This time of year it’s not hard to imagine the world buried under a smooth blanket of snow. A picnic table on a flat lawn eventually vanishes as trillions of snowflakes collect around it, a crystalline sheet obscuring the normally-visible peaks and valleys of our summertime world.
This is basically how scientists understand the classical theory of crystalline growth. Height steps gradually disappear as atoms of a given material—be it snow or copper or aluminum—collect on a surface and then tumble down to lower heights to fill in the gaps. The only problem with this theory is that it totally falls apart when applied to extremely small situations—i.e., the nanoscale.
Hanchen Huang, professor and chair of the Department of Mechanical and Industrial Engineering, has spent the last 10 years revising the classical theory of crystal growth that accounts for his observations of nanorod crystals. His work has garnered the continued support of the U.S, Department of Energy’s Basic Energy Science Core Program.
Nanorods are miniscule fibers grown perpendicular to a substrate, each one about 100,000 times thinner than a human hair. Surface steps, or the minor variations in the vertical landscape of that substrate, determine how the rods will grow.
“Even if some surface steps are closer and others more apart at the start, with time the classical theory predicts they become more equalized,” Huang said. “But we found that the classical theory missed a positive feedback mechanism.”
This mechanism, he explained, causes the steps to “cluster,” making it more difficult for atoms to fall from a higher step to a lower one.
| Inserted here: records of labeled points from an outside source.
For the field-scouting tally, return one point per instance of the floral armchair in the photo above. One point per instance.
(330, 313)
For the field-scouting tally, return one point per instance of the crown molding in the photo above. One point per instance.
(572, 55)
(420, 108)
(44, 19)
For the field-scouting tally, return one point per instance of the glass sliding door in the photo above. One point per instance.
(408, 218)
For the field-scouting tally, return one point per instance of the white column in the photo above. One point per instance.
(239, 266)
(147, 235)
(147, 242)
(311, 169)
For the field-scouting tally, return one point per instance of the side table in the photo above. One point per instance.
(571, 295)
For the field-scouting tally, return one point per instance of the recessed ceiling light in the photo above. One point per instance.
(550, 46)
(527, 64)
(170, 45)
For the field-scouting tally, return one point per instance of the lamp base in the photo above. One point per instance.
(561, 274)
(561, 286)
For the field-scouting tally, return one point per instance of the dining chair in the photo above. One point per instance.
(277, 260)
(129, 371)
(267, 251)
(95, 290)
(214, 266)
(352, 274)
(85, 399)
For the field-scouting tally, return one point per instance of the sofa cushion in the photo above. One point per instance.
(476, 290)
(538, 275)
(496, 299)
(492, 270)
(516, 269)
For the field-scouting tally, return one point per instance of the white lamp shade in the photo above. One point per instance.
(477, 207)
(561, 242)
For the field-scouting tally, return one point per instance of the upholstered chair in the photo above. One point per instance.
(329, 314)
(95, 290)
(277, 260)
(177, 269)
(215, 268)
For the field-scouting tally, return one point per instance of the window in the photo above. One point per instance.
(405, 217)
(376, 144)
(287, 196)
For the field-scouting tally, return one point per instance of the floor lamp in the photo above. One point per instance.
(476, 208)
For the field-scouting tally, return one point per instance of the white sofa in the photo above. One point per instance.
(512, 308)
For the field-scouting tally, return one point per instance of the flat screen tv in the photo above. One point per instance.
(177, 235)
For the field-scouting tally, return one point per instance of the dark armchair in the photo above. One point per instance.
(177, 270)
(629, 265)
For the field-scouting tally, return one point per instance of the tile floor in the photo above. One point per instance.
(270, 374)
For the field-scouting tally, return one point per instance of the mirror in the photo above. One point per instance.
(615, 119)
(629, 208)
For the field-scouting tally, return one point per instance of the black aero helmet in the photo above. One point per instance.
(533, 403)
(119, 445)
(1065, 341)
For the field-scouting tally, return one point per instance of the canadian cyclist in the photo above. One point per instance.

So, instead of filling in the height gaps of a variable surface, atoms in a nanorod crystal localize to the highest levels.
“The taller region gets taller,” Huang said. “It’s like, if you ever play basketball, you know the taller guys will get more rebounds.” That’s basically what happens with nanorod growth.
Huang’s theory, which was published in the journal Physical Review Letters this year, represents the first time anyone has provided a theoretical framework for understanding nanorod crystal growth. “Lots of money has been spent over the past decades on nanoscience and nanotechnology,” Huang said. “But we can only turn that into real-world applications if we understand the science.”
Indeed, his contribution to understanding the science allowed him and his colleagues to predict the smallest possible size for copper nanorods and then successfully synthesize them. Not only are they the smallest nanorods ever produced, but with Huang’s theory he can confidently say they are the smallest nanorods possible using physical vapor deposition.
The material has major implications for commercial applications, including a kind of metallic glue that can fuse two pieces of metal together at room temperature, in ambient environment, and with very little pressure input. This technology may enable ambient soldering without the need of poisonous lead, and could therefore be extremely valuable to the semiconductor industry, which pervades society through the ubiquitous use of handheld and other computer devices.